Great Expectations for Silver Prices in an Inflationary World
Many observers currently expect the Chinese economy to land softly, perhaps relying on domestic stimulus measures alone. Nevertheless, while the inflationary bias in the developed world made it easier to accept more economic stimulus plans in 2008, the situation is now different.
This means that China and other developing Asian countries are now being faced with increased de-leveraging and other fear-based financial concerns, much like Western countries have experienced in recent years.
Furthermore, both the economic trend and investor psychology is now moving against these nations. This means that either much more stimulus will be needed than anticipated or these emerging economies will collapse, thereby creating massive ripples throughout the global economic system.
Similarly, the Western return on investment bias underlies the assumption that investors will re-enter equities and other assets this time around. That bias is changing, although it may not appear that way from the news published by mainstream media.
Enter the Swan: Inflation in Response to Collapse
In an economic collapse scenario, financial systems fail and cause often irreparable damage that occurs when complexity depends on a limited redundancy. The more damage that is sustained, the less of a positive effect is typically seen from policy shifts.
For example, if a restaurant goes out of business during an extended ‘bank holiday’, it is probably not coming back to spend and hire anew once the financial system is up and running again.
Despite all of this, those running the relatively flimsy modern economies will ‘push on the string’ in their desperate attempts to avoid economic collapse at all costs. This group includes not just Fed Chairman Ben Bernanke, but the entire U.S. political and financial establishment and the vast majority of "mainstream" U.S. politicians in both parties.
They are desperate because most of them know two things:
(1) Pushing on a string will not work and
(2) They have run out of ways to perpetuate a credit expansion in the United States, and in the absence of a credit expansion, the long-delayed economic collapse is inevitable.
It may be easier to view the inflationary scenario as possible in an economic collapse because pumping more money into an economic system tends to “float all boats”. Keeping these metaphorical boats afloat has been the driving force behind monetary policy for at least two generations.
Although there could very well be a period of money supply contraction, it will likely be short term since the central banks around the world will supply their Treasuries — and whatever other "important" foreign entities require funding — with whatever amount of readily printed cash that they need.

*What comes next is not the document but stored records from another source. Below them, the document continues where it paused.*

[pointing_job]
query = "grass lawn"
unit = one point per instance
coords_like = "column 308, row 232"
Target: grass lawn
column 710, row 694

Currency Depreciation Yields Higher Silver Prices
This brings the focus back onto a currency depreciation event, not an economic event, which is triggered by the excessive expansion of the supply of un-backed paper money within a country.
Basically, consumers and businesses purchase fuel, copper, lumber, artwork, jewelry, guns, etc., and these items become more expensive in Dollars as other buyers do the same thing. This competitive demand process "bids" the price of such items upwards while their supply remains relatively constant.
In such an inflationary scenario, these goods are not produced to a higher quality standard to become more valuable and hence worth a higher price. Instead, the perceived or real value of the paper currency declines, and so more and more of that currency must be exchanged for the same product as the currency depreciates.
The easiest way to avoid such an inflationary spiral led by a depreciating paper currency is by investing in precious metals. Silver is currently more affordable than gold, and both precious metals are still legal to buy.
Basically, the best one can hope for when faced with an economic collapse is a return on and of your investment. In such a scenario, precious metals like silver should appreciate considerably, which can keep your invested capital safe from the ravages of paper currency depreciation and provide a handsome profit as well.